Fig.2The CRUNCH effect. Whole-brain cluster-level analysis with a threshold of Z > 3.1 and a cluster significance threshold of pFWE < 0.05 revealed a negative load×age interaction within a large cluster located in anterior dorsolateral prefrontal cortex (unpublished material from Toepper et al. [85]). The diagrams illustrate activation intensity at low, medium, and high task load dependent from age within the peak of this cluster and two study-independent peaks identified by conjunction analyses across different age groups and load levels [69] and across 124 verbal and nonverbal working memory tasks [62]. Results showed analogue activation patterns for all three peaks indicating increasing activation intensity with advancing age at low load and decreasing activation intensity with advancing age at high load as well as higher activation intensity in older compared to younger individuals at low load and lower activation intensity in older compared to younger individuals at high load (double dissociation).

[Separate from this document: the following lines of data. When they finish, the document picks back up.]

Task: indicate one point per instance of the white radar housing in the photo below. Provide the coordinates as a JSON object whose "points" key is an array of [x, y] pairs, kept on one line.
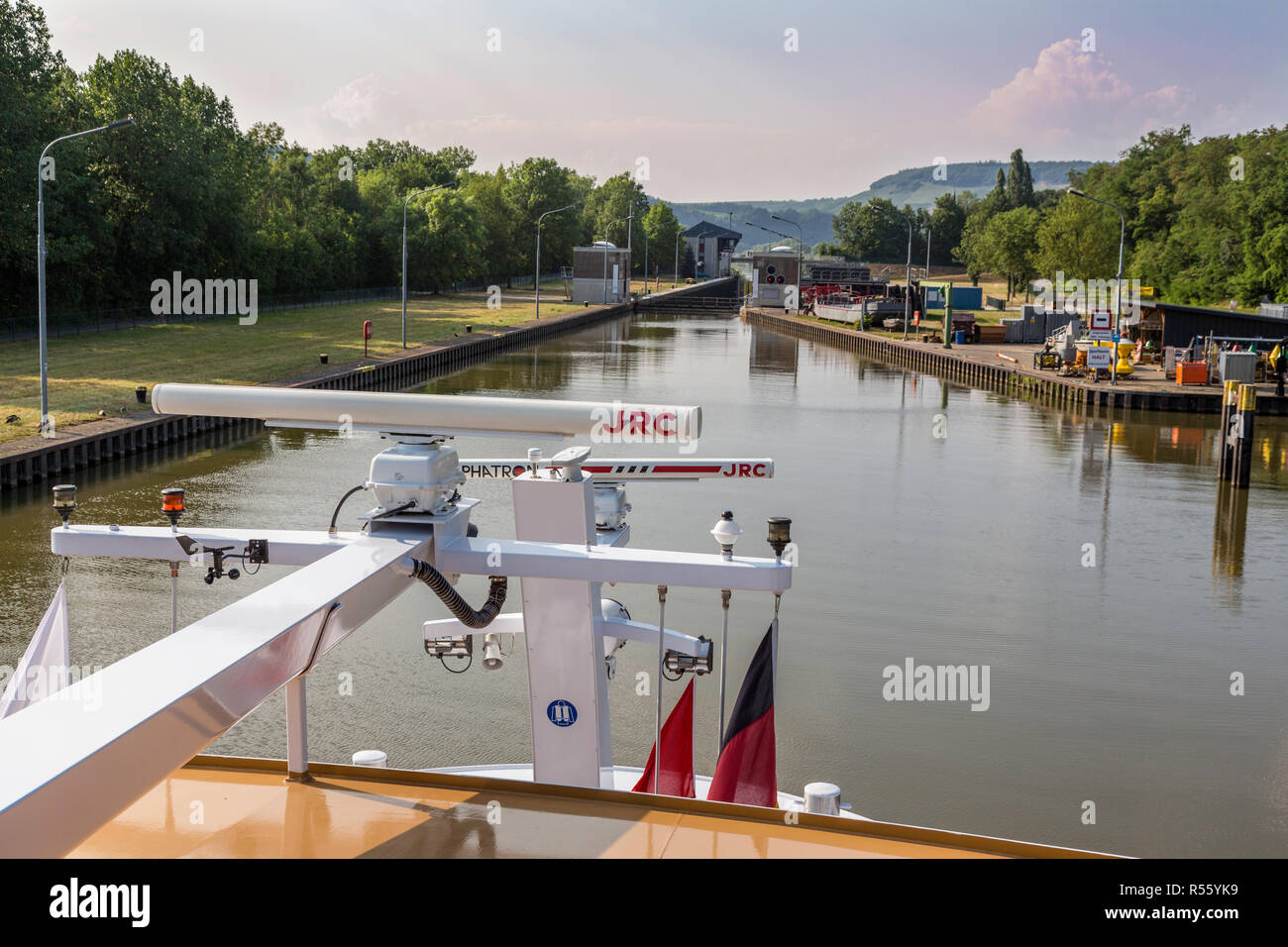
{"points": [[426, 474]]}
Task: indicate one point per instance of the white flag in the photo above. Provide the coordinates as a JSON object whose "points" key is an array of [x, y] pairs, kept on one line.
{"points": [[44, 661]]}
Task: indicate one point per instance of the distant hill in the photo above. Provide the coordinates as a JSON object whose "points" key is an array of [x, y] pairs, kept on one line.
{"points": [[914, 185]]}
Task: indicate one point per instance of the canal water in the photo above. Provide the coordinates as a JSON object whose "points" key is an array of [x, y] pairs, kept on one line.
{"points": [[1129, 618]]}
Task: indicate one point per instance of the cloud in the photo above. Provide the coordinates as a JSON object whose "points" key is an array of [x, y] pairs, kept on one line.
{"points": [[1073, 97], [357, 102]]}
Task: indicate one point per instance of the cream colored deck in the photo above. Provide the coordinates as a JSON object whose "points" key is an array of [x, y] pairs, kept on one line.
{"points": [[240, 808]]}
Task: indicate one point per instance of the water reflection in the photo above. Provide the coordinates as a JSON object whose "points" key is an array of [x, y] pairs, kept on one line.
{"points": [[773, 354], [1229, 534]]}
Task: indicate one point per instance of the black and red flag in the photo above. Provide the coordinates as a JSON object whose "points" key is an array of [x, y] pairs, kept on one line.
{"points": [[677, 779], [746, 772]]}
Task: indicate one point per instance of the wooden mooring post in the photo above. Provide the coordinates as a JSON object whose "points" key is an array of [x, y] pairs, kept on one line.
{"points": [[1239, 412], [1229, 402]]}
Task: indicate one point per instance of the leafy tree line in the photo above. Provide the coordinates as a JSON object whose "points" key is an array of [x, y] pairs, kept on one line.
{"points": [[187, 189], [1206, 221]]}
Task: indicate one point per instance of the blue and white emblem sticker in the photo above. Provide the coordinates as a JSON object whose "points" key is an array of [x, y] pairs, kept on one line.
{"points": [[562, 714]]}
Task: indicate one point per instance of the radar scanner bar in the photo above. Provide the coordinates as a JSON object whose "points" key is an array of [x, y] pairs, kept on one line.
{"points": [[634, 468]]}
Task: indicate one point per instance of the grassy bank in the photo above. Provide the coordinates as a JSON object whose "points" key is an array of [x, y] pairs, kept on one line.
{"points": [[98, 371]]}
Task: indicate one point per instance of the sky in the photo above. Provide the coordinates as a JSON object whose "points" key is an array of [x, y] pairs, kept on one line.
{"points": [[708, 101]]}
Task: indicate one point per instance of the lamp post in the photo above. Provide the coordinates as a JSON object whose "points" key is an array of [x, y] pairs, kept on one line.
{"points": [[907, 289], [1119, 283], [40, 263], [413, 193], [800, 253], [537, 282], [785, 236], [605, 257]]}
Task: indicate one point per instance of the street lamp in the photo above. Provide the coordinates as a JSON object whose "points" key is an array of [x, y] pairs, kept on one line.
{"points": [[42, 252], [1119, 285], [537, 283], [907, 289], [785, 236], [629, 217], [800, 252], [413, 193]]}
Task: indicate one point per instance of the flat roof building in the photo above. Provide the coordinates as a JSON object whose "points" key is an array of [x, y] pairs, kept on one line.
{"points": [[712, 248], [600, 273], [774, 278]]}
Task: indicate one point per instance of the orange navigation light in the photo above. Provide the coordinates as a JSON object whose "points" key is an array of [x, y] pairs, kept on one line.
{"points": [[171, 504], [64, 501]]}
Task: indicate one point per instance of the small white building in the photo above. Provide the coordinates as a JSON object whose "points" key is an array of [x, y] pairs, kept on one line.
{"points": [[600, 273], [773, 273], [712, 248]]}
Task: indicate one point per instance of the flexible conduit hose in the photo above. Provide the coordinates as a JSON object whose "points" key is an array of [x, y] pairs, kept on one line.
{"points": [[430, 577]]}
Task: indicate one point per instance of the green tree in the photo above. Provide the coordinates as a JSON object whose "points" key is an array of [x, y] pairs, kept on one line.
{"points": [[537, 185], [664, 228], [875, 231], [487, 195], [610, 201], [1019, 183], [447, 244], [1078, 239], [1010, 245]]}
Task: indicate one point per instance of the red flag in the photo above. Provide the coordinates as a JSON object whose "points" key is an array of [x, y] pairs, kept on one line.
{"points": [[677, 753], [746, 770]]}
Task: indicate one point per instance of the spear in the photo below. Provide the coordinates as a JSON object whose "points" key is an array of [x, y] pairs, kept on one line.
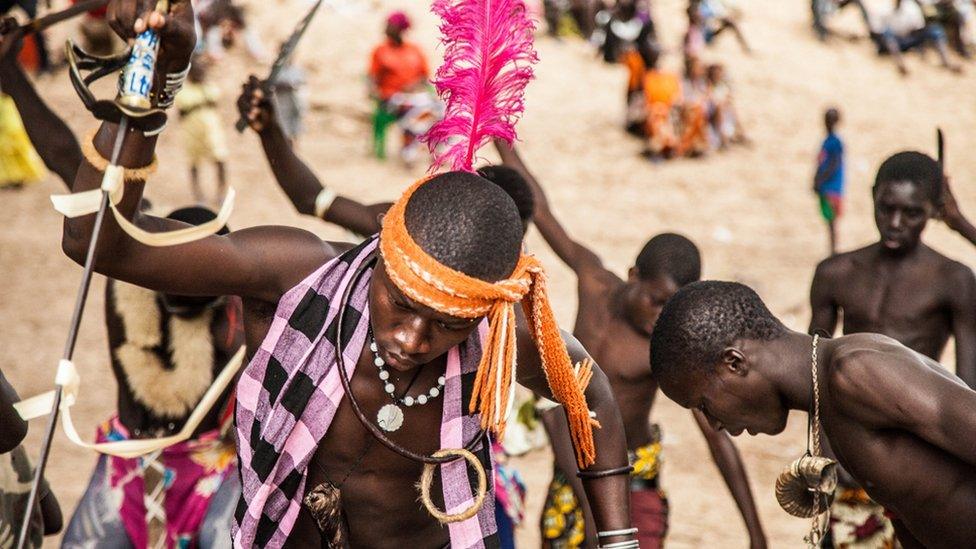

Fig.3Hypothetical model of left dorsolateral prefrontal cortex (DLPFC) activation modulated by age and performance level (particularly based upon the results of Nagel et al. [69] and Bauer et al. [86]). The bar chart indicates a flexible upregulation of DLPFC activation in YHP as neural response to increasing load. OHP show a similar though less differentiated pattern indicating a flexible recruitment of neural resources similar to that of YHP. By contrast, neural resources appear to be exhausted at medium or low load in YLP, and OLP respectively. Please notice that qualitative group differences are shown; exact quantitative relations were not considered.
Qualitative differences between normal aging and Alzheimer’s disease
| Normal aging | Alzheimer’s disease | ||
| Cognition | Progressive decline | Progressive decline, but plateaus | |
| Accentuated executive dysfunction and reduction in processing speed | Accentuated memory dysfunction | ||
| Semantics unimpaired | Semantics impaired | ||
| Verbal abilities unimpaired | Verbal abilities impaired | ||
| Brain volume | Accentuated frontal atrophy | Accentuated hippocampal atrophy | |
| Anterior-posterior gradient | Posterior-anterior gradient | ||
| Atrophy SPL > IPL | Atrophy SPL < IPL | ||
| Hardly atrophy of cingulate cortex | Atrophy of cingulate cortex | ||
| Atrophy of grey matter = white matter | Atrophy of grey matter > white matter | ||
| White matter integrity | Frontal vulnerability | Hippocampal vulnerability | |
| Anterior-posterior gradient | Posterior-anterior gradient | ||
| Changes in FA > MD | Changes in MD > FA | ||
| Cerebral activation | Frontal changes > hippocampal changes | Hippocampal changes > frontal changes | |
| Frontal response to increasing load | Parietal response to increasing load | ||
| Functional connectivity | Frontostriatal connections impaired | Hippocampal connections impaired | |
| Neurotransmission | Accentuated dopaminergic dysfunction | Accentuated cholinergic dysfunction |
FA, fractional anisotropy; MD, mean diffusivity; SPL, superior parietal lobe; IPL, inferior parietal lobe.